Tuesday, June 18, 2013

Meet James Taranto


He works for the Wall Street Journal and represents the other main stream in anti-feminists thinking.  The first one is based on guy-religions, the second one is based on the more religious type of evolutionary psychology.  Taranto is within the latter camp.

Now he tells us that there is a war against men, specifically against male sexuality.  That he doesn't define that concept makes it hard to say what he means by the whole thing.  It has something to do with the second wave of feminism, in the 1960s and 1970s, which was all a big mistake, as far as our James is concerned.  Probably because of that evolutionary stuff in his religion.

In this video Taranto discusses one sexual abuse case from the military.  It's clever work.  He dissects one case which we are to take as a general example of how such things go*. 



At the end of the video, Taranto blames women's sexual freedom for the war on men.  At least that's how I interpret his statement, and that makes my head hurt.  Is he saying that if women get drunk and enter a car with a man they have only themselves to blame for what happens next?  Would there be no such war on men if we had all women in burqas or locked up in their homes?  But how would that stop the war on male sexuality?  What does he mean by men's sexuality?

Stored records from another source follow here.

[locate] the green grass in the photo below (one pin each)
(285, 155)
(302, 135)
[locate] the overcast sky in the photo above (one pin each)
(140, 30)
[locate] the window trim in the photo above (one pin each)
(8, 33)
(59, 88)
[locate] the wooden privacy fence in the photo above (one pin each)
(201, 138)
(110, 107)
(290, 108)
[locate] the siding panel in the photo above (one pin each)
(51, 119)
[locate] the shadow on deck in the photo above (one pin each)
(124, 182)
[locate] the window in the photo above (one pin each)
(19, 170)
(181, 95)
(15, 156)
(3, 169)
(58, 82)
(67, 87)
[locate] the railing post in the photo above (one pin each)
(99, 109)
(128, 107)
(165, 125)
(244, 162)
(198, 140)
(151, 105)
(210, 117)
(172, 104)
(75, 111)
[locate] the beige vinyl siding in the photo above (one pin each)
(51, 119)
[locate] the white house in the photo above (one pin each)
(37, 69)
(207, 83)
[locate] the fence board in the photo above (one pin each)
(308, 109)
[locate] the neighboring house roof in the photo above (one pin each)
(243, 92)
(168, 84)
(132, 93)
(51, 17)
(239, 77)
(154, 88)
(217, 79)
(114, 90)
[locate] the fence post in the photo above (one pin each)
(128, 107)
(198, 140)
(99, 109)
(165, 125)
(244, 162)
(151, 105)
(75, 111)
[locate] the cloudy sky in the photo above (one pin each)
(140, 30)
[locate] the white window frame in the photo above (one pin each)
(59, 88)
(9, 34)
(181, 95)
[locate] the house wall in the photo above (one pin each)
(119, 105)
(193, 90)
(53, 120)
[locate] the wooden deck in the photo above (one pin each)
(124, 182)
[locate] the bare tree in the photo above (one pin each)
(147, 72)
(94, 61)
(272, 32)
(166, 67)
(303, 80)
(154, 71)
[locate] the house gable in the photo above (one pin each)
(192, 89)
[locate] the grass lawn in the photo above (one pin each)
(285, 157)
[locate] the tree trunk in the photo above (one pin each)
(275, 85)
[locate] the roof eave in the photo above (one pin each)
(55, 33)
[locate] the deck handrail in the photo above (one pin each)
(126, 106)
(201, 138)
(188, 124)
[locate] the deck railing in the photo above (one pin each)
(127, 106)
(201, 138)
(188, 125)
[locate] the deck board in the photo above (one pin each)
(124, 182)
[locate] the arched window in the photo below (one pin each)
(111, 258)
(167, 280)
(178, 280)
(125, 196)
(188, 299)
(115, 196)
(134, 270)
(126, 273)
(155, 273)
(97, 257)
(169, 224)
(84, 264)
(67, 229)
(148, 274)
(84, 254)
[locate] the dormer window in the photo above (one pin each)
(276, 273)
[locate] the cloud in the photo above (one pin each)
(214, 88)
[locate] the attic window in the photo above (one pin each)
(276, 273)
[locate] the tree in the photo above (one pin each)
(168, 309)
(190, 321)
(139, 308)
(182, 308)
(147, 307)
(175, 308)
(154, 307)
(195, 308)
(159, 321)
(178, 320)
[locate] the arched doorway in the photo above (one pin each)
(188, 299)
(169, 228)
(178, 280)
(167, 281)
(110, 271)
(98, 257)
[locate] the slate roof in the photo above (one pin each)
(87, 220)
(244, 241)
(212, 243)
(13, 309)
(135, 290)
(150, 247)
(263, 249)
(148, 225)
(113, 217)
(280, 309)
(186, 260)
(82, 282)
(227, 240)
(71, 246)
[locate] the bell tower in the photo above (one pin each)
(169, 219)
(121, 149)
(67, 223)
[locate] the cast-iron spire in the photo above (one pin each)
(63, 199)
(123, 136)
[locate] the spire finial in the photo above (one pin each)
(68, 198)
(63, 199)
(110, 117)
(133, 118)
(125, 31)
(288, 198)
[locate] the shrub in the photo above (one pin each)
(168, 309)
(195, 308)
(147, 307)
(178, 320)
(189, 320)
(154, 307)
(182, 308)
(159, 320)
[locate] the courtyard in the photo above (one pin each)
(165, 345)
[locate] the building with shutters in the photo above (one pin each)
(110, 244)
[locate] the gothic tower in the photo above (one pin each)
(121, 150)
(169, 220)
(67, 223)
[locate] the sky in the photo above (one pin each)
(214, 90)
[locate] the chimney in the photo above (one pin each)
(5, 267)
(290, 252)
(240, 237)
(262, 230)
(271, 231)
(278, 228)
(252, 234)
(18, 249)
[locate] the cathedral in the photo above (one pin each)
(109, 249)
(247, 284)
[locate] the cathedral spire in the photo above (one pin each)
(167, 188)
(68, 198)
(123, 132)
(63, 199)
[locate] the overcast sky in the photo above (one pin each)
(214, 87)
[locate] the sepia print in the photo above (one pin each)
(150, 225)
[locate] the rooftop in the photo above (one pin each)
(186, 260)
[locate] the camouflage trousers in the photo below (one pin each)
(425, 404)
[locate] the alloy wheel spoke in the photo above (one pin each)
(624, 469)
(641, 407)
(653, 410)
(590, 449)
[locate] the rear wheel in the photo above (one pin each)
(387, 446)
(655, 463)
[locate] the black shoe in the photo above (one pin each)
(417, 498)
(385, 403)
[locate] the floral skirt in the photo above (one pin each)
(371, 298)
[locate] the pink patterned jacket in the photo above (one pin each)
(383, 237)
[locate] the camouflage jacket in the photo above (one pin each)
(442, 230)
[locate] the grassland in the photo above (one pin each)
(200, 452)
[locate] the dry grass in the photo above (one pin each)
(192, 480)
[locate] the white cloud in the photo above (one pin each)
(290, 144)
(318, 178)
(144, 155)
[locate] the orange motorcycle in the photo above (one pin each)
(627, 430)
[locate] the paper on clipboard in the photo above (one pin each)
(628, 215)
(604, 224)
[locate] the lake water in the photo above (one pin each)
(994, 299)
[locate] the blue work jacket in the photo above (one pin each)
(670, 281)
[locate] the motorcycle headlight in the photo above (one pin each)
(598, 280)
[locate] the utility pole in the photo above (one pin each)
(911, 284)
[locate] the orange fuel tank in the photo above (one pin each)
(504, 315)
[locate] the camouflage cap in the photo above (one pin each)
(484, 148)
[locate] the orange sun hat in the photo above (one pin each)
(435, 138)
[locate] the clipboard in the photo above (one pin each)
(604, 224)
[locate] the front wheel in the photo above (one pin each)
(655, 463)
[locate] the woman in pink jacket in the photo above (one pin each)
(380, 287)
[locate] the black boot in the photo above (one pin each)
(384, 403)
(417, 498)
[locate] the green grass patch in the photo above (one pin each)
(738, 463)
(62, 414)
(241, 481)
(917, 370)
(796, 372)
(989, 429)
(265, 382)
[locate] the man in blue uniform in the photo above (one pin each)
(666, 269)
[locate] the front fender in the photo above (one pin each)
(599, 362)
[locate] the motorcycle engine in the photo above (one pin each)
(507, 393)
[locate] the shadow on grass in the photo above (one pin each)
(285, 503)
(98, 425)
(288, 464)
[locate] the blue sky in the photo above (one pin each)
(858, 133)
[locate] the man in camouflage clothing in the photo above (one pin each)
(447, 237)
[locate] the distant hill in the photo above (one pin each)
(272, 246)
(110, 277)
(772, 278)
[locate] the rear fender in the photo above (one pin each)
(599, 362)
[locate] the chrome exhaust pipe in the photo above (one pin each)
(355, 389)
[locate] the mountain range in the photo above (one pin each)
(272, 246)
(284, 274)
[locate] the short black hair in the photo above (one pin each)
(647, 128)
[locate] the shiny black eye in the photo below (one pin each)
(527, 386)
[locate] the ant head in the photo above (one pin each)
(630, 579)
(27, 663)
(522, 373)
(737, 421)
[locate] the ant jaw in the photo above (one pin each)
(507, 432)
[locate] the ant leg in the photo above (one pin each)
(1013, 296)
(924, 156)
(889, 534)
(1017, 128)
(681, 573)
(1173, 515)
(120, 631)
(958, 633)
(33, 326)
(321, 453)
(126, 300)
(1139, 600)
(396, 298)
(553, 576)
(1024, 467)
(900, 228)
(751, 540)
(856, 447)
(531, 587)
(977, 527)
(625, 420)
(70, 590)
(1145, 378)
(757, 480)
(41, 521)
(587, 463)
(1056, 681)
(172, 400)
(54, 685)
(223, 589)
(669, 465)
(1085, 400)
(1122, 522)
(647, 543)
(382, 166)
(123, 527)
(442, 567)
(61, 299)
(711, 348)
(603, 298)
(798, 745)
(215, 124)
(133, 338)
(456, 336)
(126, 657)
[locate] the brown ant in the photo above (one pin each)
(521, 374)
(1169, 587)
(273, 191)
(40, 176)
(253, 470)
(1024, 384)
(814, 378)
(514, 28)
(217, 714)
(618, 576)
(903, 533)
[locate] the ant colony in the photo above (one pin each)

I don't intend that fuzzy paragraph as sarcasm, mostly.  I just wish to point out that Taranto's arguments are unclear, that deep beneath the surface there must lurk some sort of a hidden and menacing assumption about violence and sex, entitlement to sex, our immutably biological urges and other similar stuff.





------
*That's a  common trick in persuasive writing of the kind which doesn't care about averages and statistics and so on.   For instance, you pick either Einstein or Hitler as your specimen guy, and either Mother Theresa or Britney Spears as your specimen gal, and then you let your words fly, to prove something about whole genders.

Note that this is not meant as a statement about the case Taranto discusses.  I haven't read the material to judge his arguments about Lieutenant General Helms as such.  The point is that  one case is not proof of the general tendencies.